Jean-Philippe Mallé, notre Conseiller Général, avait accepté l’invitation des organisateurs. Il a notamment souligné les failles juridiques avec une transformation de l’usage du foyer sans l’approbation du conseil municipal ou du conseil d’administration du Centre Communal d’Action Sociale, ainsi que la tentative d’interruption unilatérale de l’engagement de location signé par chaque résident.
Daniel Guerson, président du groupe « Saint-Cyr, avançons ensemble » a rappelé la volonté des fondateurs du foyer Laroche de compléter l’équipement de la ville en offrant une structure d’accueil pour toutes les personnes âgées autonomes.
Alors que les élus Saint-Cyriens témoignaient de l’incroyable difficulté pour obtenir des documents, Jean-Philippe Mallé a indiqué qu’il était en attente de réponses de la part de la Préfecture, car celle-ci aurait perdu une de ses lettres !
Le président du collectif des résidents a reproché aux organisateurs de la soirée et de la pétition d’avoir lancé leur action sans l’approbation du collectif.
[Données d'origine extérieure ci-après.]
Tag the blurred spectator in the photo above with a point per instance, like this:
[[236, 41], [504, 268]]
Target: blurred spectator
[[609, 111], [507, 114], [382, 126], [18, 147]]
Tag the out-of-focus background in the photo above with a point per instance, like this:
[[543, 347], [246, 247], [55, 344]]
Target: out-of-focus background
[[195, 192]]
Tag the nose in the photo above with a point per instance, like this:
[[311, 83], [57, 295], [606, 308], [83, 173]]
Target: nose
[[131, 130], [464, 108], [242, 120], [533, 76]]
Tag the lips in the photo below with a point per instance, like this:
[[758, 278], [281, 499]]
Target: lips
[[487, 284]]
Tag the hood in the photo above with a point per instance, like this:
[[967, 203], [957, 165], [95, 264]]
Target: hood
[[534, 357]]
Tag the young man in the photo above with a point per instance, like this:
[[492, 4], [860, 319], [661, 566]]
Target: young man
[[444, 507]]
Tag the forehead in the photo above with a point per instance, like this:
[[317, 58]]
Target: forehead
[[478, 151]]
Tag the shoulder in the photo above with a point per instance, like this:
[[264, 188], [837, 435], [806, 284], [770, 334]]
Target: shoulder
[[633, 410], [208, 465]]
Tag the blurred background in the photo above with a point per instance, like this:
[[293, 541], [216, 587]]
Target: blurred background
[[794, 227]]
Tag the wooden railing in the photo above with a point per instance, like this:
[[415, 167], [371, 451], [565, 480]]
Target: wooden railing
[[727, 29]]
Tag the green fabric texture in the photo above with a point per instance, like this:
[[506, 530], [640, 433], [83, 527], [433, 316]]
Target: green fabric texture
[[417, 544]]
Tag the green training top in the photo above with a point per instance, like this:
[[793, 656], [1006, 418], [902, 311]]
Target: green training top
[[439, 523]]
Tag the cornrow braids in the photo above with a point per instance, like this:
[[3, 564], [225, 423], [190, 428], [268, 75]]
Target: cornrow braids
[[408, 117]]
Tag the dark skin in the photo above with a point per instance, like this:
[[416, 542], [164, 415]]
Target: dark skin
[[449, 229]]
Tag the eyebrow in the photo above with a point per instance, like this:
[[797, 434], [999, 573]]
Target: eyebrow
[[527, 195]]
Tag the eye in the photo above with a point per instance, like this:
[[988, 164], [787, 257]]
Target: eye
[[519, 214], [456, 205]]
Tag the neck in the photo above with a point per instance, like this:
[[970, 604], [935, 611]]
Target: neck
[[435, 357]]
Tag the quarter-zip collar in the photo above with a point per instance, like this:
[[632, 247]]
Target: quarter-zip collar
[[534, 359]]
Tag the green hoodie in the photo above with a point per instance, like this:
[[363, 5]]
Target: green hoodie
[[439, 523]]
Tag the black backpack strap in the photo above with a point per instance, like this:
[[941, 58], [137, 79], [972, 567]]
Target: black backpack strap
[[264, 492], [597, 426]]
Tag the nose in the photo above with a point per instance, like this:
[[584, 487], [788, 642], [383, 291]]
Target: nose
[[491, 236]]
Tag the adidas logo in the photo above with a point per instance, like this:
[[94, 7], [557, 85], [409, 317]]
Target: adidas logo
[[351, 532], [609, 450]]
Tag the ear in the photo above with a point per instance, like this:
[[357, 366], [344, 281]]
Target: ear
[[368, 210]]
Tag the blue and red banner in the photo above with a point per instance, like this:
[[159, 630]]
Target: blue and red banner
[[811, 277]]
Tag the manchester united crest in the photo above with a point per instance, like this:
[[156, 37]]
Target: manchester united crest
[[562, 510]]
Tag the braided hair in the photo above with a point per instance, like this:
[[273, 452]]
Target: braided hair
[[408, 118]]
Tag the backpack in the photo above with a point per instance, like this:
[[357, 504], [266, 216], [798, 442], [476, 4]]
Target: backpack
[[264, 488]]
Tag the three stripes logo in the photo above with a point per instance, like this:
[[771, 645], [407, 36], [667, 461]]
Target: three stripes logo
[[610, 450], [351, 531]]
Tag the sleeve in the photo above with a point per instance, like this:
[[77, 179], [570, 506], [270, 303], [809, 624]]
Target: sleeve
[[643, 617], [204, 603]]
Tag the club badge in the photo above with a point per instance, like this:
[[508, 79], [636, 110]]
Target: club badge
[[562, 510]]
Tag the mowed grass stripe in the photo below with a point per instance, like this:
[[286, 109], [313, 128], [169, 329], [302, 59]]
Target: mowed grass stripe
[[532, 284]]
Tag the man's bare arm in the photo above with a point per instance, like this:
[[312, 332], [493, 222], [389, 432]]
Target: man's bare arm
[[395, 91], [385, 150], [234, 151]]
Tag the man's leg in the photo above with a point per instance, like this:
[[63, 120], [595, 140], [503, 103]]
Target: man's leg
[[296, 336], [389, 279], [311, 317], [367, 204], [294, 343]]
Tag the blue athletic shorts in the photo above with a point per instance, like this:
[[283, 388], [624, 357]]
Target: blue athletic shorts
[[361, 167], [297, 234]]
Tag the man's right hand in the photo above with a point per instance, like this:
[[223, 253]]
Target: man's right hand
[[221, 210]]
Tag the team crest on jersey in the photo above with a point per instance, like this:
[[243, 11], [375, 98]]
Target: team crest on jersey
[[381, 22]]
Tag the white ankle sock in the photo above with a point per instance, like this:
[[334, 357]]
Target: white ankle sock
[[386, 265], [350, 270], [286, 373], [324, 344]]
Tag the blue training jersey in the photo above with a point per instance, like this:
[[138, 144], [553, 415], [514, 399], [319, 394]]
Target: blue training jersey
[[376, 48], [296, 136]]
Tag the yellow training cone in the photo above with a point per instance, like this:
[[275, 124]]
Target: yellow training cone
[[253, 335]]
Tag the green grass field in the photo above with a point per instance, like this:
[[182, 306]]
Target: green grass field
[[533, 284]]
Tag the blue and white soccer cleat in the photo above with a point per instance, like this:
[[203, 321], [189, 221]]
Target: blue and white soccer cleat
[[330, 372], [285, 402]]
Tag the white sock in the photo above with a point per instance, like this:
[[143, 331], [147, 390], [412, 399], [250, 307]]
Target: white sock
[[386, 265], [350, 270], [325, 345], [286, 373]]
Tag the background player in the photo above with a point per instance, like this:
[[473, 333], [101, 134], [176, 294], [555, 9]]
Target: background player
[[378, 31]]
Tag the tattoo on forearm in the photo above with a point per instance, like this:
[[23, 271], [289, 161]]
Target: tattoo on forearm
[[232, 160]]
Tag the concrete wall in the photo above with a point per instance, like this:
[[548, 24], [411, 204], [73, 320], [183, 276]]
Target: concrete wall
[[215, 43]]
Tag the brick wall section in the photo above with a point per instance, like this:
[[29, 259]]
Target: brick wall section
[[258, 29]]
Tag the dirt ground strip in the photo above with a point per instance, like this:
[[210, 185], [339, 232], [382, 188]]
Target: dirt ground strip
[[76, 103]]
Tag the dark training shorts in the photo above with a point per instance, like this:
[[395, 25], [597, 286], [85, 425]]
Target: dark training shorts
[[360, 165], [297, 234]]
Malgré l’agressivité de ses propos, nous espérons lui avoir fait comprendre qu’élus et collectif ont des légitimités différentes et que des élus doivent être libres du choix de leur action. Nous pouvons travailler ensemble, puisque nous partageons l’objectif de conserver le foyer, mais aucun ne doit chercher à s’imposer à l’autre.
Deux adjoints de M. Debain, dont l’adjointe chargée du social étaient présents à cette réunion. Ils n’ont pas souhaité s’exprimer, malgré les sollicitations.
L’essentiel de la soirée peut se résumer par l’apostrophe d’une participante : « Mais pourquoi M. Debain se comporte-t-il ainsi ? ».
En conclusion, provisoire, l’action ne fait que commencer. Il faut continuer à faire signer la pétition, à alerter la presse et les autorités compétentes et certainement organiser des actions communes qui permettent à la population d’exprimer son refus de voir ce foyer disparaître. Pour leur part, les élus de tous les groupes minoritaires sont décidés à s’opposer à toute délibération allant dans le sens de la disparition du foyer.